Another important intervention is to ensure that every medication has a clear indication or diagnosis for which it has been prescribed. This practice, known as safe prescribing, encourages healthcare professionals to carefully evaluate the necessity of each medication and avoid unnecessary polypharmacy. Furthermore, deprescribing, which involves examining the risk versus benefit of medication, is important to reduce the chances of polypharmacy complications. Deprescribing involves discontinuing medications that may no longer be needed or adjusting dosages to minimize potential harm.
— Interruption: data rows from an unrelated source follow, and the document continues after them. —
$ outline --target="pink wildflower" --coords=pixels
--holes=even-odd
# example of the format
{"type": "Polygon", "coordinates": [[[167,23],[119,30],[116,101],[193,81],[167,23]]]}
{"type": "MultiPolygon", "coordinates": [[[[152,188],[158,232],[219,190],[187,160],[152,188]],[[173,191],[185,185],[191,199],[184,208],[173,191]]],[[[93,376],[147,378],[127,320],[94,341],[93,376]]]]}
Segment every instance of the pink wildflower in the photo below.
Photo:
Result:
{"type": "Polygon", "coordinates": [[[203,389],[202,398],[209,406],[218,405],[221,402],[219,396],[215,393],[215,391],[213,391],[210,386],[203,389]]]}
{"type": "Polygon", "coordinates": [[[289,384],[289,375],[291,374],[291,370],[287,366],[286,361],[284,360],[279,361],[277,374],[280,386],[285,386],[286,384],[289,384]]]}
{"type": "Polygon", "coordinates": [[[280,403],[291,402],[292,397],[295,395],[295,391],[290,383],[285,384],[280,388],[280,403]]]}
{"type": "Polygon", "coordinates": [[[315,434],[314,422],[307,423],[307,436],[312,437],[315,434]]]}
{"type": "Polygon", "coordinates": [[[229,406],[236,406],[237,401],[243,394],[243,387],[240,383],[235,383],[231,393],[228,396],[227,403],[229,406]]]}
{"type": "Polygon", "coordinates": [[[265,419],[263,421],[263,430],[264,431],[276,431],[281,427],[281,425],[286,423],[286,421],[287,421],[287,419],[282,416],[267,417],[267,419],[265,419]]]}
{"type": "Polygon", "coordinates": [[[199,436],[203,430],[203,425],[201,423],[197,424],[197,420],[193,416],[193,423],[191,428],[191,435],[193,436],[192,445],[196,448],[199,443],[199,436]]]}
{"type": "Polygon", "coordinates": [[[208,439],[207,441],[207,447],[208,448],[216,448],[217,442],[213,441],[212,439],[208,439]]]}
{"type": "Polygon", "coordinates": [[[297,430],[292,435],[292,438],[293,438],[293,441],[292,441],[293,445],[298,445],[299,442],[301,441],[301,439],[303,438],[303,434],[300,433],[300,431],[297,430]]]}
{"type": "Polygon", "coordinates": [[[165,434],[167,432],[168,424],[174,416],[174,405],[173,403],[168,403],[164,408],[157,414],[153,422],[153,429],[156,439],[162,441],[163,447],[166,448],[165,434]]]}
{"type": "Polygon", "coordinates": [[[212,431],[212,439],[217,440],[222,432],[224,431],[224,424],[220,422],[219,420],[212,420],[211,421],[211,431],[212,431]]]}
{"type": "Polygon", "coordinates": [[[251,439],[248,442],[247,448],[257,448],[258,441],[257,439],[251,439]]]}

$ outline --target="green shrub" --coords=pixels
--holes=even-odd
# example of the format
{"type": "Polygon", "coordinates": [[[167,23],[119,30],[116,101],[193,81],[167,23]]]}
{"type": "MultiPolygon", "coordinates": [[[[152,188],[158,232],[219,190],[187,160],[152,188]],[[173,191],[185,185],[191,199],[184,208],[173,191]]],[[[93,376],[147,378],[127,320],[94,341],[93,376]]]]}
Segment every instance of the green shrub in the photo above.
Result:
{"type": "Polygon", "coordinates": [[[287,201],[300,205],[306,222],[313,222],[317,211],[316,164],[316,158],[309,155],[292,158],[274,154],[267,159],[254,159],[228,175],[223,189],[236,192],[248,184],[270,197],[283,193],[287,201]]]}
In conclusion, polypharmacy is a significant concern among the elderly population and is associated with various complications, including frailty. As individuals age, they are more vulnerable to adverse drug reactions and drug-drug interactions. Non-pharmacological interventions and deprescribing have been suggested as interventions to address polypharmacy in the elderly. Non-pharmacological strategies like art, music, pets, and aromatherapy can help reduce the need for psychoactive medication. Additionally, safe prescribing and deprescribing practices can help minimize the risks associated with polypharmacy. By implementing these interventions, healthcare professionals can better manage medications in the elderly population and improve their overall health outcomes.